Source: [Anne Trafton | MIT News Office, April 25, 2016]
MIT researchers have devised a new set of proteins that can be customized to bind arbitrary RNA sequences, making it possible to image RNA inside living cells, monitor what a particular RNA strand is doing, and even control RNA activity.
The new strategy is based on human RNA-binding proteins that normally help guide embryonic development. The research team adapted the proteins so that they can be easily targeted to desired RNA sequences.
“You could use these proteins to do measurements of RNA generation, for example, or of the translation of RNA to proteins,” says Edward Boyden, an associate professor of biological engineering and brain and cognitive sciences at the MIT Media Lab. “This could have broad utility throughout biology and bioengineering.”
Unlike previous efforts to control RNA with proteins, the new MIT system consists of modular components, which the researchers believe will make it easier to perform a wide variety of RNA manipulations.
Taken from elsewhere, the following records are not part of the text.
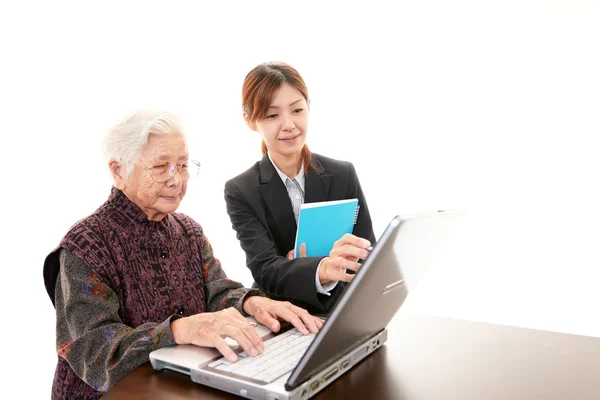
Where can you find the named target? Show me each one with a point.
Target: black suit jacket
(261, 213)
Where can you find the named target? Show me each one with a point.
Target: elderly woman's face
(154, 198)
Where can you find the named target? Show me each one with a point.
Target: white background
(491, 106)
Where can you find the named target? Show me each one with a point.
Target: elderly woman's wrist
(177, 329)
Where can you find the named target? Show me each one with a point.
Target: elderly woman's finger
(220, 344)
(241, 337)
(266, 318)
(307, 319)
(288, 315)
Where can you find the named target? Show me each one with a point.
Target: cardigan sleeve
(220, 291)
(90, 335)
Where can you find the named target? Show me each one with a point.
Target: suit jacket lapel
(274, 193)
(317, 183)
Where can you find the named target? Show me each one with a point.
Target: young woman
(264, 201)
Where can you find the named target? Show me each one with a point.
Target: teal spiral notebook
(322, 224)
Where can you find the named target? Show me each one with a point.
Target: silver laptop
(294, 366)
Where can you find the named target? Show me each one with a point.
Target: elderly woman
(135, 276)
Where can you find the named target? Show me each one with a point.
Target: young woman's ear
(250, 124)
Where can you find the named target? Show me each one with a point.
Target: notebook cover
(320, 225)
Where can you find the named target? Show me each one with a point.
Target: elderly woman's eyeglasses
(163, 171)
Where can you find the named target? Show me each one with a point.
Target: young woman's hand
(343, 256)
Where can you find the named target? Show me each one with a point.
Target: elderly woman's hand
(268, 312)
(210, 329)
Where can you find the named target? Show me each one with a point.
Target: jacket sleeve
(364, 226)
(276, 275)
(90, 335)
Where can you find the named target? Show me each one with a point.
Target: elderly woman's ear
(118, 173)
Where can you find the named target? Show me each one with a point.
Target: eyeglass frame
(177, 168)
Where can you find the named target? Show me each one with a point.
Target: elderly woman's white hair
(126, 139)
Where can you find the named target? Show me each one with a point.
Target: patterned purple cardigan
(117, 280)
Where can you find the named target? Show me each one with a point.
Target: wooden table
(434, 358)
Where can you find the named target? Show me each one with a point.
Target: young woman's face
(284, 127)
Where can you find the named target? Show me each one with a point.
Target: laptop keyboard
(282, 353)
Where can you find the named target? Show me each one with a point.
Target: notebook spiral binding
(356, 213)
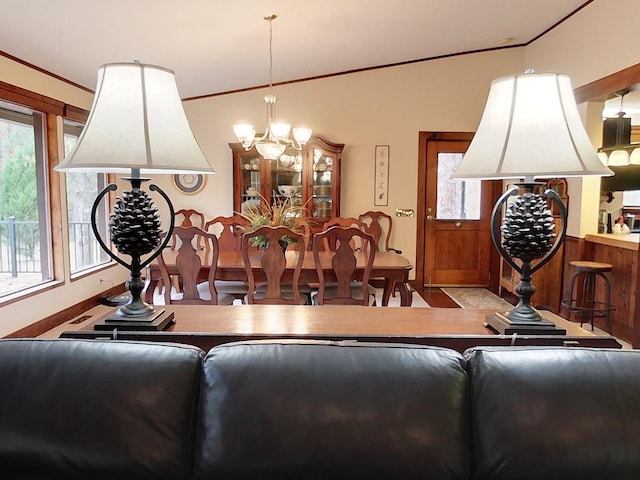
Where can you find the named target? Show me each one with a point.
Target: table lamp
(530, 128)
(136, 125)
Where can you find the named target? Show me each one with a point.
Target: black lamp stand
(527, 234)
(135, 230)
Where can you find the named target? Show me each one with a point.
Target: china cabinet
(310, 178)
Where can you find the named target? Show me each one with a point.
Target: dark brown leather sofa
(91, 409)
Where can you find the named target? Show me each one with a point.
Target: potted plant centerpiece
(280, 213)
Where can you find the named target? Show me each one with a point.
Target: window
(25, 234)
(457, 199)
(631, 198)
(82, 189)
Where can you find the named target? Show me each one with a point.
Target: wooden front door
(455, 216)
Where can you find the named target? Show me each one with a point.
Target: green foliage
(283, 213)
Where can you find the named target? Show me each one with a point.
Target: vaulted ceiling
(218, 46)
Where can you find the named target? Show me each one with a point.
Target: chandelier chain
(270, 19)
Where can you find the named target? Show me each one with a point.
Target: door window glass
(456, 199)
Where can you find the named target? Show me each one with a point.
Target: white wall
(19, 314)
(388, 106)
(599, 40)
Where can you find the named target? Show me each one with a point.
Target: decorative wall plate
(189, 183)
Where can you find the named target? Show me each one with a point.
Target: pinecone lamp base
(135, 229)
(527, 234)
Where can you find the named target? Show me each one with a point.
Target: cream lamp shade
(531, 128)
(137, 121)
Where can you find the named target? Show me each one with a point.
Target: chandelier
(275, 140)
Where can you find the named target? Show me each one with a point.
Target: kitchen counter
(628, 241)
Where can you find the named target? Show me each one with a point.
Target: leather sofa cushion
(90, 409)
(320, 410)
(555, 413)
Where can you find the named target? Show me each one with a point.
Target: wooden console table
(457, 328)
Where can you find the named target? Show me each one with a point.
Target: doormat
(468, 297)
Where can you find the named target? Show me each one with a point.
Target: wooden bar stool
(583, 300)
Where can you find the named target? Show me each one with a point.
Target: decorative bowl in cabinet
(288, 190)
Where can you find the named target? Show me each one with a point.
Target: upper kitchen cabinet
(310, 178)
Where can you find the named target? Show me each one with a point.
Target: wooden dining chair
(229, 233)
(379, 224)
(347, 288)
(228, 230)
(188, 264)
(187, 217)
(266, 274)
(329, 243)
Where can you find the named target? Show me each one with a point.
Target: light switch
(404, 212)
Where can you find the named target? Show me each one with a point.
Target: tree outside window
(82, 189)
(25, 255)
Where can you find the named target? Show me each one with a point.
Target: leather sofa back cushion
(88, 409)
(319, 410)
(555, 413)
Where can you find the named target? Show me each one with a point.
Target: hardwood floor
(436, 298)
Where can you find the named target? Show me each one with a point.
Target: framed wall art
(189, 183)
(381, 175)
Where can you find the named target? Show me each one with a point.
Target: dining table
(392, 267)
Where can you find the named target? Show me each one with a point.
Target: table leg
(406, 296)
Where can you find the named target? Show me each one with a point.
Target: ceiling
(218, 46)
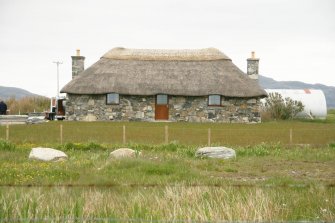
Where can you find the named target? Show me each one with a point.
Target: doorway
(162, 107)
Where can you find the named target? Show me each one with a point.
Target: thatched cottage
(175, 85)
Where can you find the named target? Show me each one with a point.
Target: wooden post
(7, 132)
(209, 137)
(61, 134)
(124, 135)
(166, 134)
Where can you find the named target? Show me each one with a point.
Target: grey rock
(216, 152)
(124, 153)
(47, 154)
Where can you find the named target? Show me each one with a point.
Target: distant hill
(18, 93)
(270, 83)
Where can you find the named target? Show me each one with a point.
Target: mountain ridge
(269, 83)
(264, 82)
(9, 92)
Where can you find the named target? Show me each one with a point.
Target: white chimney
(253, 66)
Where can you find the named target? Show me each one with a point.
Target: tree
(282, 108)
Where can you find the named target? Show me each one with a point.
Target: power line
(58, 63)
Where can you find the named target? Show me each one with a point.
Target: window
(214, 100)
(161, 99)
(113, 99)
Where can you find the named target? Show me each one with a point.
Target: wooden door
(161, 107)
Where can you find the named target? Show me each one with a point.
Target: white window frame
(112, 99)
(214, 103)
(162, 95)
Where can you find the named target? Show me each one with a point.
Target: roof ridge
(206, 54)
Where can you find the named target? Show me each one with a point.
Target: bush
(282, 108)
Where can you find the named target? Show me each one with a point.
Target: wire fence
(164, 133)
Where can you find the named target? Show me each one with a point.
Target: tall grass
(183, 133)
(178, 203)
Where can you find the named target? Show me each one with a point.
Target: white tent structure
(313, 100)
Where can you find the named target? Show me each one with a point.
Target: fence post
(7, 132)
(166, 134)
(124, 135)
(209, 137)
(61, 134)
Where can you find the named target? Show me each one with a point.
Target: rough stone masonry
(181, 108)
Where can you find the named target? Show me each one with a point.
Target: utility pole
(57, 63)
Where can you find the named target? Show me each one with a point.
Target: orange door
(162, 107)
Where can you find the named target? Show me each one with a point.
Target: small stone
(47, 154)
(124, 153)
(216, 152)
“Modularity is one of the core design principles of engineering. If you can make things out of repeatable parts, you don’t have to agonize over the design. You simply build things out of predictable, linkable units,” says Boyden, who is also a member of MIT’s McGovern Institute for Brain Research.
Boyden is the senior author of a paper describing the new system in the Proceedings of the National Academy of Sciences. The paper’s lead authors are postdoc Katarzyna Adamala and grad student Daniel Martin-Alarcon.
Living cells contain many types of RNA that perform different roles. One of the best known varieties is messenger RNA (mRNA), which is copied from DNA and carries protein-coding information to cell structures called ribosomes, where mRNA directs protein assembly in a process called translation. Monitoring mRNA could tell scientists a great deal about which genes are being expressed in a cell, and tweaking the translation of mRNA would allow them to alter gene expression without having to modify the cell’s DNA.
To achieve this, the MIT team set out to adapt naturally occurring proteins called Pumilio homology domains. These RNA-binding proteins include sequences of amino acids that bind to one of the ribonucleotide bases or “letters” that make up RNA sequences — adenine (A), thymine (T), uracil (U), and guanine (G).